A mandatory tip isn’t a tip at all, but an additional charge on your bill. I fully understand the need for the house to make money, that large groups may require a higher level of service than smaller ones, and of the need to cover for the non-tippers who tend to hide in groups. But I don’t appreciate being denied my opportunity to register my “vote” on the establishment and it’s service with a required add on to the bill. In some restaurants, the language advising patrons of the add-on is so small that the group even might add a tip on top of the already gratuity inflated bill.
I avoid places like that like the plague, and as well those that require valet parking. If I have to pay someone to do something as ordinary as parking my car, I’m patronizing a place I don’t need to be in. The valet parking “tip” is usually just the beginning of a cavalcade of extraneous charges.
At the extreme we have a Couple Busted for Refusing to Pay a Tip in Pennsylvania a few years ago. The restaurant added an automatic 18% tip to the bill that the couple refused to pay due to poor service, and the restaurant called the police and pressed charges against them for theft!

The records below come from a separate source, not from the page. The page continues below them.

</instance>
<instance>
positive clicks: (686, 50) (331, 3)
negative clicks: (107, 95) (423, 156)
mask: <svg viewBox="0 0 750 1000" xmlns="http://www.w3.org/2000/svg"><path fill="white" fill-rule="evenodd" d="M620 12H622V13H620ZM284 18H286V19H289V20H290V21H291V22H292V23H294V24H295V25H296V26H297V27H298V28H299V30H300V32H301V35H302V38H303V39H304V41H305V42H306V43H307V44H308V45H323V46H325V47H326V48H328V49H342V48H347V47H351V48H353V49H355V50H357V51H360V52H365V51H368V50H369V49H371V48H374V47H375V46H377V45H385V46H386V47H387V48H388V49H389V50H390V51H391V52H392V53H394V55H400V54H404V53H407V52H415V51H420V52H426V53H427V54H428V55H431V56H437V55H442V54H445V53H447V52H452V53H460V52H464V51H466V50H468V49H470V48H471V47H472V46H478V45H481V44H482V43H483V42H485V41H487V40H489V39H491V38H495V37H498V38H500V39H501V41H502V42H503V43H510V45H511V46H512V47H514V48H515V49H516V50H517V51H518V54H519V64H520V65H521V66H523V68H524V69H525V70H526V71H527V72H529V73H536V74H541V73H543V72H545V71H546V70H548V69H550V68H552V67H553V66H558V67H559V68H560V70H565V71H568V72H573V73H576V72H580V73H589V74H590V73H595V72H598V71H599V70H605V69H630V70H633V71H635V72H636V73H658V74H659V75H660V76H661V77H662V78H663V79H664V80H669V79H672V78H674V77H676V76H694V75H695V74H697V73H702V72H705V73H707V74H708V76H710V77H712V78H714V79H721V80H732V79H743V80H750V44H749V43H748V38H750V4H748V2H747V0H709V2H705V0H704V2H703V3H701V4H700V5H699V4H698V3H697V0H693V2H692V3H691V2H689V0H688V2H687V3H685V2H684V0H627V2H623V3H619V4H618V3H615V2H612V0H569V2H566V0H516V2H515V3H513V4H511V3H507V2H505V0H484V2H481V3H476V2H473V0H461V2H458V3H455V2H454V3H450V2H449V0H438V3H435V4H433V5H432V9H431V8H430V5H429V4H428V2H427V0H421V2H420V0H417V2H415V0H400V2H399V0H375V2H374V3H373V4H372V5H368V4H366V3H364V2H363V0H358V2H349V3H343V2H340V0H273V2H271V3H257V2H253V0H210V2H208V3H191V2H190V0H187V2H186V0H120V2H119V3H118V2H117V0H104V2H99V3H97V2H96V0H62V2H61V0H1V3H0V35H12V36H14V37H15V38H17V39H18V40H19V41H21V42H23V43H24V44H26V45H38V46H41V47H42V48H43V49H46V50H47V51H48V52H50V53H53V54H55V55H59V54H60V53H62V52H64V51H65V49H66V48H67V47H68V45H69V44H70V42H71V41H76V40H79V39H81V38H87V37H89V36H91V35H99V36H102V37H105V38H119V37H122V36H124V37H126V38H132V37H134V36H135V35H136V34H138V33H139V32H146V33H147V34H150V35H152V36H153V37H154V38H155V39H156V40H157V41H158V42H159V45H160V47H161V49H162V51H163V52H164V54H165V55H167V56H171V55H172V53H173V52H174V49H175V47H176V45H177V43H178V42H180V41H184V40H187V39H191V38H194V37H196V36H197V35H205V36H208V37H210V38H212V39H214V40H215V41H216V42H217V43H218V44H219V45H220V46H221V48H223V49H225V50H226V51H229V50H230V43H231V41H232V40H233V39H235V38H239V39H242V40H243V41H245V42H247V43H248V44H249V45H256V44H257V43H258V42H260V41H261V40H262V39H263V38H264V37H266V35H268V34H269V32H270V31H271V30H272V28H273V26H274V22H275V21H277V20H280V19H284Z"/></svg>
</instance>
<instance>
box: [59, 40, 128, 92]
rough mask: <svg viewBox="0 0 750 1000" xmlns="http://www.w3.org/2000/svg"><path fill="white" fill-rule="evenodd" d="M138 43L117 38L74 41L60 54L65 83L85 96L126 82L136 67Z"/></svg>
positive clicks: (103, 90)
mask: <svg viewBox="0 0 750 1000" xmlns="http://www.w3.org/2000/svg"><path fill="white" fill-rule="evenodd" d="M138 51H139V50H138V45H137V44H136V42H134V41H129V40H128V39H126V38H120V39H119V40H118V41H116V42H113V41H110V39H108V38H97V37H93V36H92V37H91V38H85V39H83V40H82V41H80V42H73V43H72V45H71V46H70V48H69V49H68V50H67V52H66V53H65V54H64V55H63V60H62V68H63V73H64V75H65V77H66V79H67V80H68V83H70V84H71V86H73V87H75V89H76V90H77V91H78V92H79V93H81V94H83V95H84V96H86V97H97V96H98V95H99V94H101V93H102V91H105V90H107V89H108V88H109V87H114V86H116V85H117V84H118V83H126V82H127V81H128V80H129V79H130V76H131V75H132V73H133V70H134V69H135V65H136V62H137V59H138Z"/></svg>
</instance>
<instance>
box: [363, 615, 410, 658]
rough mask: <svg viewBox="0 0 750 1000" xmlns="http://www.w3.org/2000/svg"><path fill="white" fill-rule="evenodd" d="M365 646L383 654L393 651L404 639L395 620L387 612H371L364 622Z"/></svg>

Fortunately, the case drew unwelcome national attention for both the restaurant and the local police department, and the charges were dropped. But if there’s even a threat of being arrested for refusing to pay for poor service, that alone is a compelling reason why I shouldn’t be there in the first place.
How do you tip? Are you an automatic tipper, or like me, do you prefer the sliding scale? Do you tip at buffets or for poor service? What are your thoughts on mandatory tipping?